Datapungibea is a python package that provides a simplified way to extract data from the U.S. Bureau of Economics Analysis (BEA). Its main purpose is to use BEA's Application Program Interface (API) and access it using Requests, a main python HTTP package. Usually, getting data via APIs are better than web scrapping or manual downloading from a website since they provide a reproducible direct access to data.

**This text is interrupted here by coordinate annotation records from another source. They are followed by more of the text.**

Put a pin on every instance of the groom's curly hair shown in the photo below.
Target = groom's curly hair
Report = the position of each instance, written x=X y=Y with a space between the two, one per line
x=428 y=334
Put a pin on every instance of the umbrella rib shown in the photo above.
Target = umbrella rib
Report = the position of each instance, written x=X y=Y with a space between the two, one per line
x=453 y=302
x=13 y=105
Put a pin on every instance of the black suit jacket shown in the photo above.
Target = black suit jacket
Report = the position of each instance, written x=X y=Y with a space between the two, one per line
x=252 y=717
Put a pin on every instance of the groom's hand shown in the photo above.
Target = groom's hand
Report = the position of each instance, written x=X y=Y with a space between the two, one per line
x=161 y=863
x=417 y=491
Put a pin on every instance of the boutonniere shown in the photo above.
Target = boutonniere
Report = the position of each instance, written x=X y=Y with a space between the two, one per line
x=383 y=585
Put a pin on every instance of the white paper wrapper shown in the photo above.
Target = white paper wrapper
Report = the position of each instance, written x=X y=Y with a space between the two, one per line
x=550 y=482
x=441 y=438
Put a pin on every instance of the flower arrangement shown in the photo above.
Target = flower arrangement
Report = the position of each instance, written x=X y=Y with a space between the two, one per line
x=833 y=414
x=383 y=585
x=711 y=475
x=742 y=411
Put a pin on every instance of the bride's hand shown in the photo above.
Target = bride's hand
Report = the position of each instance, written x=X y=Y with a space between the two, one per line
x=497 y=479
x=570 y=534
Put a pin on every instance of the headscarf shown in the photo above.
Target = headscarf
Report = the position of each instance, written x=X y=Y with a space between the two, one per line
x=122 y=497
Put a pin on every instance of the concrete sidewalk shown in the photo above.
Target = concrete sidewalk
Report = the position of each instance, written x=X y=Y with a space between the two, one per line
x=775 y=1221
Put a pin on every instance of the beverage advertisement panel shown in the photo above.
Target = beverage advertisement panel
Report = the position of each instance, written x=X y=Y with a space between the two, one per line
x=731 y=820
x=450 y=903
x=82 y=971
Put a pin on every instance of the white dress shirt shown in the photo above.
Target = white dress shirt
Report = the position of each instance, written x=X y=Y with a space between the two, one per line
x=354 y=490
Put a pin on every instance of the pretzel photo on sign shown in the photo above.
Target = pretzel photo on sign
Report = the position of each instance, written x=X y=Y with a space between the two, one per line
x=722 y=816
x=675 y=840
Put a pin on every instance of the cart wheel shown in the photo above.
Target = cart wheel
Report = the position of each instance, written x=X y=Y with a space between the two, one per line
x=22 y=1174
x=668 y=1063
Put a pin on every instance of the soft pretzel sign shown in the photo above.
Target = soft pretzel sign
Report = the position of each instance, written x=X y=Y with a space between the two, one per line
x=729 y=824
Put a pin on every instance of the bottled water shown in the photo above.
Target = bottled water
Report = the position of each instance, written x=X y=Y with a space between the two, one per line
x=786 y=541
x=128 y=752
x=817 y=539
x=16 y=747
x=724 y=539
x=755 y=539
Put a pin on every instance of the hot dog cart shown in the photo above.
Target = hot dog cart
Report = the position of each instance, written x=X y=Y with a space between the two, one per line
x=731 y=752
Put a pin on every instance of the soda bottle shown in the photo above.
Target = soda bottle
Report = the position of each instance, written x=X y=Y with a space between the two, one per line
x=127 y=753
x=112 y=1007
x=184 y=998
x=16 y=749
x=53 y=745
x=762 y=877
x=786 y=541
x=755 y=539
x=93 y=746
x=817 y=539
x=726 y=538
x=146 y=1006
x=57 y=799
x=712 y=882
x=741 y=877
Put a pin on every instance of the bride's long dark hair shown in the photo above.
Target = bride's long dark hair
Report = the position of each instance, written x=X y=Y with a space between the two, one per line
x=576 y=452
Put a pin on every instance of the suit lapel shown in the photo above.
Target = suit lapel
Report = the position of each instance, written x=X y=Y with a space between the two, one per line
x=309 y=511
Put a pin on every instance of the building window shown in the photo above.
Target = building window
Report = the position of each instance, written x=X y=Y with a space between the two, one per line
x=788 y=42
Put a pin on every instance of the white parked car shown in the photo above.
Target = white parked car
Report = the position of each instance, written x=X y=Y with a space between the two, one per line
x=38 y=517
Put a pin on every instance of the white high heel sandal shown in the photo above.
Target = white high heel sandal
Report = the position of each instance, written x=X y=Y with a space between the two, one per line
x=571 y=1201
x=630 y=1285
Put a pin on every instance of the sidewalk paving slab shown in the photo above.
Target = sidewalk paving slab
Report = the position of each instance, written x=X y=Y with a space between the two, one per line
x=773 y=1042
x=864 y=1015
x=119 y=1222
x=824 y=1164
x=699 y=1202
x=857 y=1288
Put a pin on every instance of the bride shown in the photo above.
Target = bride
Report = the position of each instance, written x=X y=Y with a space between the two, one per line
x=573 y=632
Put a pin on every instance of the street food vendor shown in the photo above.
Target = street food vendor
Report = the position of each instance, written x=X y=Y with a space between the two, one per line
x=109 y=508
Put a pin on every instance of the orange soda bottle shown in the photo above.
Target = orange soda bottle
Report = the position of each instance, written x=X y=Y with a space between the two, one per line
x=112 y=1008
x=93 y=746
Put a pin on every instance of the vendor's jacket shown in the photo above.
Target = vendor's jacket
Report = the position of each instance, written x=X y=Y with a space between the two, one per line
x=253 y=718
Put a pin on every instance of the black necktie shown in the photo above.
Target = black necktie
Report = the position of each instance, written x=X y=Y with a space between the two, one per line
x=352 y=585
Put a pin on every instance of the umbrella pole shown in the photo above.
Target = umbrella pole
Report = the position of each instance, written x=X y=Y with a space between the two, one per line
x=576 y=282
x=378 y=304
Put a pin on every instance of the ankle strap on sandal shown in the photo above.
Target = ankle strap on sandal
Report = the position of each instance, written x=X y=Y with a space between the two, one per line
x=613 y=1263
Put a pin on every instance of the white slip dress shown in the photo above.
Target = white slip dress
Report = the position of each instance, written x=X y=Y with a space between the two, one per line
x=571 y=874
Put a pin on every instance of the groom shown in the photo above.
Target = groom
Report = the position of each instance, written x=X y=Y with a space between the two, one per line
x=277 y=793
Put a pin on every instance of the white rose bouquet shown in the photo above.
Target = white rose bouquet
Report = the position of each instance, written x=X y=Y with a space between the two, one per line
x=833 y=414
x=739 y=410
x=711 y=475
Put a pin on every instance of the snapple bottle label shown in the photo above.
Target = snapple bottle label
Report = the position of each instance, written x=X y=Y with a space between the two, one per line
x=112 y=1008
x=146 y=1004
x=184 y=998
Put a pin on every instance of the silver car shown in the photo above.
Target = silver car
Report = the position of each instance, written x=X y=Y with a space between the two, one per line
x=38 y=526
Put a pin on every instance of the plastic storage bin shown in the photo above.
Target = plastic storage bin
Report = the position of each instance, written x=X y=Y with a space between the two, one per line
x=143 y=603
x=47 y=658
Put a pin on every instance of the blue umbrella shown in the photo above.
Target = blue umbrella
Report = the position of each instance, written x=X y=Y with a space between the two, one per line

Datapungibea has the following features:

  • it provides a quick access to the BEA datasets, but at the same time provides the Requests code snippet used to retrieve the data (which can be placed on a user script for reproducibility).
  • it outputs the whole request output (which includes metadata), but it also provides a cleaned up version, in python pandas format, of the requested dataset.
  • it goes beyond the data provided by the BEA's API to include:
    • NIPA vintage data;
    • NIPA graph structure (indentations); and
    • NIPA summary tables.
  • it provides a simplified management (update and read) of the user access keys (user API keys) to avoid having a copy of the key on a user script.
  • it can automatically test:
    • the connectivity to all BEA datasets,
    • the quality of the cleaned up data, and
    • the validity of the provided requests code to be placed in a user's script.

Sample runs

After setting the package up (see Setting Up section, the main step is to get an API key from BEA, save it somewhere and let datapungibea know about its location), you can run the following:

import datapungibea as dpb

#Step 0: follow the Setting Up section below 

#Step 1: load user keys, start the connections to the databases (drivers, eg NIPA)
data = dpb.data()                 

#else, you can either (1) pass the key directly or (2) point to the key location:
#data = dpb.data({"key": "your key", "url": "https://apps.bea.gov/api/data/"})
#data = dpb.data(userSettings = {"ApiKeysPath":"Path/yourFile.json", "ApiKeyLabel":"BEA""ResultFormat":"JSON"})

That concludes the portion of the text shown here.